Open
Description
Problem description
We're running a standard deployment of eoapi-k8s for IFRC Montandon with these configuration values:
ingress:
host: "montandon-eoapi-stage.ifrc.org"
tls:
enabled: false
pgstacBootstrap:
settings:
envVars:
LOAD_FIXTURES: "0"
RUN_FOREVER: "1"
postgrescluster:
instances:
- name: eoapi
replicas: 1
dataVolumeClaimSpec:
accessModes:
- "ReadWriteOnce"
resources:
requests:
storage: "500Gi"
cpu: "1024m"
memory: "3048Mi"
We've hit a snag where the database service eventually runs out of disk space after ingesting data for a while. When this happens, it fails its health checks and becomes unresponsive, which brings down the raster service with it.
Looking into our staging instance, we found that the PostgreSQL WAL (Write-Ahead Log) directory is the culprit - it's eating up almost all of our storage.

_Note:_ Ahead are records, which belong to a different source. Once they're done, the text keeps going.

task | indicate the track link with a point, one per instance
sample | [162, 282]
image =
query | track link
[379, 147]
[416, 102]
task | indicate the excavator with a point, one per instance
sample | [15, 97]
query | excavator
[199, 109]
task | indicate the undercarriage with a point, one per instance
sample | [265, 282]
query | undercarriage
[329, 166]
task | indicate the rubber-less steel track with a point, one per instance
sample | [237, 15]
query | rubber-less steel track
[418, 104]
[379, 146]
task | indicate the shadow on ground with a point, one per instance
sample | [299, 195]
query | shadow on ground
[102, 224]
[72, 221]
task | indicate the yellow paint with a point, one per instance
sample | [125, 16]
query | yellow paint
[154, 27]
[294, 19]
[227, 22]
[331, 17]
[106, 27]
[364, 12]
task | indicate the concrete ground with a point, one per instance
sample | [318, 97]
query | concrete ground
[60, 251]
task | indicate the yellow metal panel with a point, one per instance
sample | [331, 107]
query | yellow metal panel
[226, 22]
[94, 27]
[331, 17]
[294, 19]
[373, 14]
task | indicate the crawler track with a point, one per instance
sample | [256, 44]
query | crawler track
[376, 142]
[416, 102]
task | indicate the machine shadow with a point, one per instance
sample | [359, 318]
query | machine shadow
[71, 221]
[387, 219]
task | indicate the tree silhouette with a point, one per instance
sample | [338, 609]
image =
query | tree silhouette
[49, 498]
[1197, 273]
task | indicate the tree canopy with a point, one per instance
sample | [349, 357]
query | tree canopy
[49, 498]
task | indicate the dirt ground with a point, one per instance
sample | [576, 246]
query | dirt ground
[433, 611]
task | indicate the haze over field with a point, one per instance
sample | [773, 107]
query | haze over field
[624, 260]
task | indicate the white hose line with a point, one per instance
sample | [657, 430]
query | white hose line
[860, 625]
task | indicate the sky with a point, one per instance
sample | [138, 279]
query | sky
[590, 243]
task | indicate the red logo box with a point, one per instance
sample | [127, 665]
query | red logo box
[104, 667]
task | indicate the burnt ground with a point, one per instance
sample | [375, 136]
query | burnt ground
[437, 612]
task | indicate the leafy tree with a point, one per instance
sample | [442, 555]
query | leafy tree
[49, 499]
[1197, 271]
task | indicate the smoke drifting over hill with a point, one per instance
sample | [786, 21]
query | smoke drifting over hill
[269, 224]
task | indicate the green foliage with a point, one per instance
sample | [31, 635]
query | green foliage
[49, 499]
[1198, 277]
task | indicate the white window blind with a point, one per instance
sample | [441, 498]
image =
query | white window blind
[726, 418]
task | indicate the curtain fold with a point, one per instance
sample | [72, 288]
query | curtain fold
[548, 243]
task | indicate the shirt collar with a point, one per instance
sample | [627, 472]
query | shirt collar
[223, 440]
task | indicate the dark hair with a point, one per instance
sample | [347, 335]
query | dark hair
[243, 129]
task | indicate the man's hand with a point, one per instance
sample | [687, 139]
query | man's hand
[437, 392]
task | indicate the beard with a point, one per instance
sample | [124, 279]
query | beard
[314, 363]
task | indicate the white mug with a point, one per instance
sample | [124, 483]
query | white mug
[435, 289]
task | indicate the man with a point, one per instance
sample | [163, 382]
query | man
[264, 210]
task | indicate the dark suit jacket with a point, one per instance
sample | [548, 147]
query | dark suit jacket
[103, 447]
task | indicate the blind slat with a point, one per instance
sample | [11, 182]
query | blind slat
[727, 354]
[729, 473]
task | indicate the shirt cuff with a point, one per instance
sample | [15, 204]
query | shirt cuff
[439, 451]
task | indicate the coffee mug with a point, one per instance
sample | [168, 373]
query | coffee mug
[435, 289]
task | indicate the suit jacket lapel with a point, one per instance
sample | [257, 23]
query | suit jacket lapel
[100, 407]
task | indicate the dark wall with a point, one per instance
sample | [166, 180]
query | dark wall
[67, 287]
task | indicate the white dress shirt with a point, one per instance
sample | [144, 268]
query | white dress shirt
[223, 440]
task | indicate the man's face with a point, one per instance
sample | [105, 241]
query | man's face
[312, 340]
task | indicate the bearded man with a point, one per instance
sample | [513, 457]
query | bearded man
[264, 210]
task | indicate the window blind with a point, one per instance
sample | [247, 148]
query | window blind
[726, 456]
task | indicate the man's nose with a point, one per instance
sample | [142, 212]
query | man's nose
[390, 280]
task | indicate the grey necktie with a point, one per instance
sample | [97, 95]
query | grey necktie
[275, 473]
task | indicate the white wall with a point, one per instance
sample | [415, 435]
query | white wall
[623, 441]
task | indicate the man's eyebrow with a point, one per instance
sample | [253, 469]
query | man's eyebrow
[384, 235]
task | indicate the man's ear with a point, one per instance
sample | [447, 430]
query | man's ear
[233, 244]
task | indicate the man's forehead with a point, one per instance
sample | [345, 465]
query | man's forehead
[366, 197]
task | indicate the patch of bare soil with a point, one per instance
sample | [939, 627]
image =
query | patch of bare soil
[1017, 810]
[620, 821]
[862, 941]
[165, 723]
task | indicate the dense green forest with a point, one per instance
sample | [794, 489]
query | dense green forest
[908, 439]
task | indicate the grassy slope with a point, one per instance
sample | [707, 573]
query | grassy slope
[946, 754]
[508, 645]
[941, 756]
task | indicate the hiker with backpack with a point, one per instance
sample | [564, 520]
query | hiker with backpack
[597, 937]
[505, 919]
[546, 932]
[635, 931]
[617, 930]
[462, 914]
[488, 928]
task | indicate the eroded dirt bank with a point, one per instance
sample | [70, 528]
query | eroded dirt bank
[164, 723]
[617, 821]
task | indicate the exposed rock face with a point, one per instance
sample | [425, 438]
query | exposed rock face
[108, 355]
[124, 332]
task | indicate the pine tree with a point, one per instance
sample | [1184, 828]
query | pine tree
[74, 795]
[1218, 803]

Here's what we're seeing:
bash-4.4$ df -h /pgdata/
Filesystem Size Used Avail Use% Mounted on
/dev/sdd 493G 493G 0 100% /pgdata
bash-4.4$ du -sh /pgdata/*
16K /pgdata/lost+found
116M /pgdata/pg16
492G /pgdata/pg16_wal
12K /pgdata/pgbackrest
The 492GB WAL directory is quite large compared to the 116MB data directory.
Expected Output
Ideally, the WAL directory should stay under certain usage limit and should not cause down time.
Environment Information
Crunchy Postgres Operator: v5.5.2
eoapi-k8s: v0.5.0